Jodie Foster Started Supporting Her Family When She Was Just 7-Years-Old
Jodie Foster is opening up about her long career and her somewhat complicated relationship with her mother. To say Foster didn’t have a conventional childhood would be putting it mildly.
Net-a-Porter interviewed Foster who explained that her acting career started at 3-years-old. She said she has traveled the world with her mother, sharing almost every moment.
“I was bred to be her partner. My whole life was with my mom, traveling on the road together, going to see French movies and German movies, talking about why they worked and why they didn’t. She made me do the things she couldn’t do well. It was an interesting relationship that was fraught – wonderful but painful, too.”
One does have to question a parent who allowed Jodie Foster to play a 12-year-old prostitute opposite Robert De Niro in Taxi Driver, which sounds extreme even through a 2018 lens. Foster was her family’s breadwinner at the time she starred in Taxi Driver, and it’s obvious that she has thought about her upbringing a great deal. Roles were reversed and she felt responsible to provide and for her mother’s happiness.

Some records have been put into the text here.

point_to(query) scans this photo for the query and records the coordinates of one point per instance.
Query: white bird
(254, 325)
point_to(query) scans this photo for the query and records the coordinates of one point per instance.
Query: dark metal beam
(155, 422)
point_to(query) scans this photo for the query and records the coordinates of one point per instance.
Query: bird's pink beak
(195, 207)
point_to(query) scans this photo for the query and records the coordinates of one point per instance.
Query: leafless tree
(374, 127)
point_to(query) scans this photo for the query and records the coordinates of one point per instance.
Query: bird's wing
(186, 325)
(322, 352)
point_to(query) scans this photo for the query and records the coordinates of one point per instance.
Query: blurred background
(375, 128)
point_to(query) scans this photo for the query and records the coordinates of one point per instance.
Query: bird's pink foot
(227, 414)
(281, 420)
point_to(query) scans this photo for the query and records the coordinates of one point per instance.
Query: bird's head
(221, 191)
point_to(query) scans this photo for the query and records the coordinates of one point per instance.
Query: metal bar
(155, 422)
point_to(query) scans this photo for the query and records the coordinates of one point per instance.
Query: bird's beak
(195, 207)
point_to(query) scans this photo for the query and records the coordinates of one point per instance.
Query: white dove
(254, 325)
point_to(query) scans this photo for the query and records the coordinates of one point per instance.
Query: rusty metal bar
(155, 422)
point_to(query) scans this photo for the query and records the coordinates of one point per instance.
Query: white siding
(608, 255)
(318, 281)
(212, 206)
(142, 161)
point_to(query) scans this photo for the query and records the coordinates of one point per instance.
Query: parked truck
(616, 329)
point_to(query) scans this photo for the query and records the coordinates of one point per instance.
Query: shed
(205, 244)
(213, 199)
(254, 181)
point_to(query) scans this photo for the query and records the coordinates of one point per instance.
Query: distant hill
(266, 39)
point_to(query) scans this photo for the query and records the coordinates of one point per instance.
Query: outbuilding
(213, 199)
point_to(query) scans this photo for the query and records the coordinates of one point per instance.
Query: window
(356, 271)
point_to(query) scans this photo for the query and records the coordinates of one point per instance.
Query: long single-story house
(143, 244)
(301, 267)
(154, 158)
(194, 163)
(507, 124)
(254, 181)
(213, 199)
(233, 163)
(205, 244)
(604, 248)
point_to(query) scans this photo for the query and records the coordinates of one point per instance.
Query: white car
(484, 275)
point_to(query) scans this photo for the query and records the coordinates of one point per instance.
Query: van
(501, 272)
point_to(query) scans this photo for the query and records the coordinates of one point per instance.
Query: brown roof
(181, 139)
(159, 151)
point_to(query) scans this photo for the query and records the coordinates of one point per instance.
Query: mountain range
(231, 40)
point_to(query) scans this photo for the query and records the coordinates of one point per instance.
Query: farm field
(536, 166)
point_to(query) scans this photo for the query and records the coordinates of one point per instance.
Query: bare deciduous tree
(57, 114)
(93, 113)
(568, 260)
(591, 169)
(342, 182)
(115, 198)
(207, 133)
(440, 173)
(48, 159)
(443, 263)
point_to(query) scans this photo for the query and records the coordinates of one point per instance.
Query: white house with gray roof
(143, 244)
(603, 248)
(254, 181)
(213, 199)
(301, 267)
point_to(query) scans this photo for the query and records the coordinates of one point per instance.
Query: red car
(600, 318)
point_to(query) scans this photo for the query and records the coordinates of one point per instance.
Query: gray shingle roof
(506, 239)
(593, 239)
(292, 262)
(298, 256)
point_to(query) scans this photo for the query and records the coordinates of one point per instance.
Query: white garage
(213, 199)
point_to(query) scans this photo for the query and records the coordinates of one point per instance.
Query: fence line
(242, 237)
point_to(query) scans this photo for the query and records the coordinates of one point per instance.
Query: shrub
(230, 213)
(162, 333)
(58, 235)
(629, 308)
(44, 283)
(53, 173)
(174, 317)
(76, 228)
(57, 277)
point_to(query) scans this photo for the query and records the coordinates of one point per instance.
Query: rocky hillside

“You operate on this primordial thing: ‘If [Mom] goes crazy, or is in a heap on the floor, or if she doesn’t have any money, she is going to leave me. That’s always having to get straight As, to be the best at everything, checking every single box, so my mom won’t leave me. I still feel that now, which is weird, because my mom has dementia, she is very down the path…”
Jodie Foster on her 'fraught' relationship with her mother https://t.co/s7uESLqlVU via @
— J Martin (@JMartin44435686) July 6, 2018
Now as a parent herself, Foster is far more protective of her own children than her mother was of her, keeping them out of the spotlight (Charlie and Kit are now 19 and 16, respectively).
“I mean, there were just so many surprises about it. It’s been such a creative experience for me. That’s probably why I worked so little when the boys were [younger]. A day of putting together Lego and making up a song about peanut butter was as creative as I needed to be.”
Foster explains that she made an effort to hide her celebrity status from her boys while they were growing up, and felt guilty for any time Charlie spent on a movie set.
“I didn’t want them to know about my celebrity at all. I remember when my son was about four, he thought I was a construction worker.”
Jodie Foster says she is now very protective of her mental health and meditates daily. She says that removing herself from the fray is what separates her from the child actors who didn’t survive.
“[I prioritize] my self-worth and psychological HEALTH above all. If NOT, I don’t know where I would be today. I mean, there is a carpet of ex-CHILD actors who did not make it.”